Judge Daniel MacDonald thinks there's little to atone for with this Blu-ray release.
Our review of Atonement, published March 18th, 2008, is also available.
You can only imagine the truth.
In 1935 England, thirteen-year-old playwright Briony Tallis (Saoirse Ronan, The Lovely Bones) thinks herself an old soul. When she glimpses an encounter between her upper-class sister Cecilia (Keira Knightley, Domino) and the medical school-bound handyman Robbie (James McAvoy, The Last King of Scotland) that she drastically misunderstands, her immaturity takes over and she tells a shocking lie with tragic, long-term consequences.

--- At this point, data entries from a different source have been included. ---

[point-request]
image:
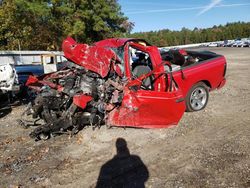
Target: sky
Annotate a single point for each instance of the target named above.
(152, 15)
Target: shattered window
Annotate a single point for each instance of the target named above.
(120, 53)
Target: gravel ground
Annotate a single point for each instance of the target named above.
(210, 148)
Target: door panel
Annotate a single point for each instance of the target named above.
(149, 109)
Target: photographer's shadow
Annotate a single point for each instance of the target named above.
(123, 170)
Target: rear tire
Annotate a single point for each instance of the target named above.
(197, 97)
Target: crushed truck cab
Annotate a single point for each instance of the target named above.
(123, 82)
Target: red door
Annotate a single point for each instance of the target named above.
(148, 109)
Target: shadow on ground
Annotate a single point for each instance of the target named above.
(123, 170)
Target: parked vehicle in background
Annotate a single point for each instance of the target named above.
(107, 84)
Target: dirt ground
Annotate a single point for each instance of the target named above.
(210, 148)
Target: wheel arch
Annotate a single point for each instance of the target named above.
(208, 84)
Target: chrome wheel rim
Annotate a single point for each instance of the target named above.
(198, 98)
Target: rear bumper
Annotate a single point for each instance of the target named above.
(222, 83)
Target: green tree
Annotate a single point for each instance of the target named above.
(43, 24)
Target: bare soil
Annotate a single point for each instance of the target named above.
(210, 148)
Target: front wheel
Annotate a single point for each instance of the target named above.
(197, 97)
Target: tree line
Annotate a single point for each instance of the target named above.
(167, 37)
(43, 24)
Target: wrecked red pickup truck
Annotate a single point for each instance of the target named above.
(123, 82)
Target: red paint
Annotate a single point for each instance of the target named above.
(81, 100)
(158, 108)
(94, 58)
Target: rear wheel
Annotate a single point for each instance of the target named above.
(197, 97)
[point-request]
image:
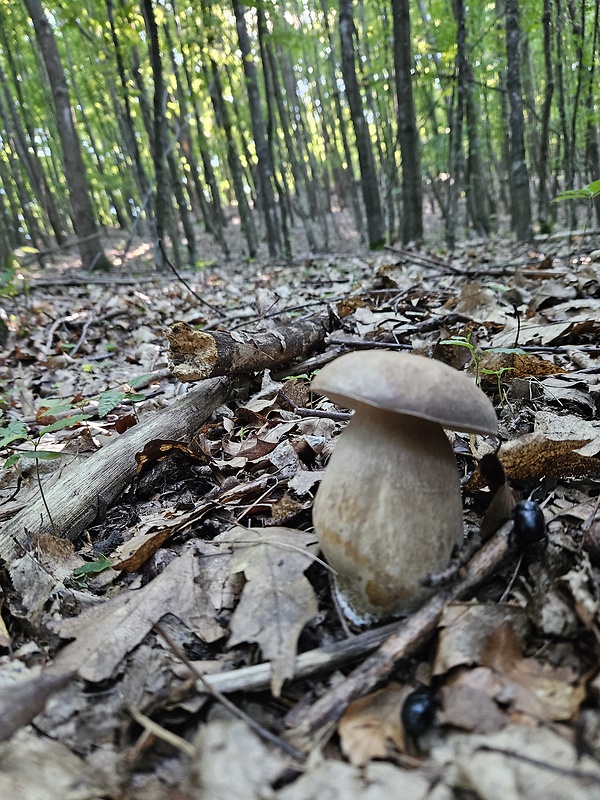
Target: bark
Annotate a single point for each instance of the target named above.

Briony's sin and World War II conspire to take away the lives these three may otherwise have led.
Despite—or perhaps because of—its nearly unanimous critical praise and award nominations, coupled with an undeniably intriguing premise, committed acting, and lush cinematography, my first viewing of Atonement left me cold. Somehow I just couldn't connect with the characters, couldn't feel their pain. Atonement is a very clever period piece, literary and deliberately structured to keep us on our toes, and I thought that it was maybe a little too clever for its own good, injecting distance between the viewer and the cast by putting careful plotting ahead of emotional truth. I appreciated it as a sharply crafted film, and loved the five-minute tracking shot depicting the retreat at Dunkirk, but didn't find it a particularly engaging work.
Revisiting Atonement (Blu-ray) a couple of years later was altogether a different experience: this time I felt the inevitable tragedy quite deeply, sympathizing with all three major players and their intertwined predicaments. Perhaps knowing the film's twists and turns allowed me to focus on different details, perhaps I was just in a different frame of mind. My suspicion, however, is that my expectations were significantly altered, and I could see Atonement for what it truly is. Despite superficial appearances (and the quotes on the box), Atonement is not a sweeping, epic romance that defies circumstance, not really. Ultimately a movie about the harmful and redeeming qualities of storytelling, Atonement is a tale of lust with the potential for romance, and a treatise on the conspiracy of circumstance that nipped this particular romance in the bud. The moment Briony misunderstands what she sees from her window of her sister's encounter with Robbie, gears are set in motion against the relationship before the pair has even had a chance to realize they're a couple.
Seen through this lens, Atonement can be rather profound. It's pleasures lie not in revealing the power of love, but in plumbing the depths of the soul that can be irrevocably damaged by a childhood mistake. Briony is Atonement's protagonist, as it is she whose lies do so much damage and she who is looking for the titular sacrament, and her journey is the one to which we can most relate; the story is told from her perspective. Briony's life—not to mention Robbie and Cecilia's—would have likely been drastically different had the day that opens the film unfolded differently, but it didn't, and her struggle to come to terms with that harsh reality is at the heart of Atonement. Telling a story, a lie, ruined things, and maybe telling another story can set things right. Whether or not that is successful is left up to us to decide.
Universal's Blu-ray release of Atonement, while coming some time after its DVD and HD-DVD appearances, is well worth the wait, taking advantage of the format's large storage capacity with a transfer at bit rates in the high 30s. The image quality is simply gorgeous, with sumptuous colors despite the slightly faded palette and a bounty of fine detail. There is no sign of edge enhancement, mosquito noise, or compression artifacts; this is one of the more filmic Blu-rays I've seen. The DTS-MA mix is just as satisfying on the audio side, presenting a surprisingly active sound field with information frequently coming from all six speakers, thanks to both Dario Marianelli's brilliantly engaging and Oscar-winning score, incorporating the percussive clack of a typewriter, and aggressive sound design both during scenes on the battlefield and in more domestic situations. While this would seem an unlikely candidate for demonstration material for the uninitiated, Atonement is the whole package from an A/V perspective.
The special features are all ported over, in standard definition, from the DVD release; despite the box advertising a "Blu-ray Exclusive" this is merely access to Universal's BD-Live Center. Leading things off is a commentary from director Joe Wright (Pride and Prejudice), lending insight into the filming process, praising the actors, and so on. The nearly 30-minute making-of featurette has some value but is more superficial than I would've liked, as is the 6-minute 'From Novel to Screen: Adapting a Classic' segment. Finally, seven minutes of deleted scenes are on tap, worth a watch for fans of the picture but not particularly illuminating.
Atonement presents a satisfying, masterfully constructed narrative that secures its place as high-order filmmaking. How emotionally engaging one finds it may be a matter of taste, but it's difficult to imagine this particular tale being told any better.
Not only not guilty, but recommended.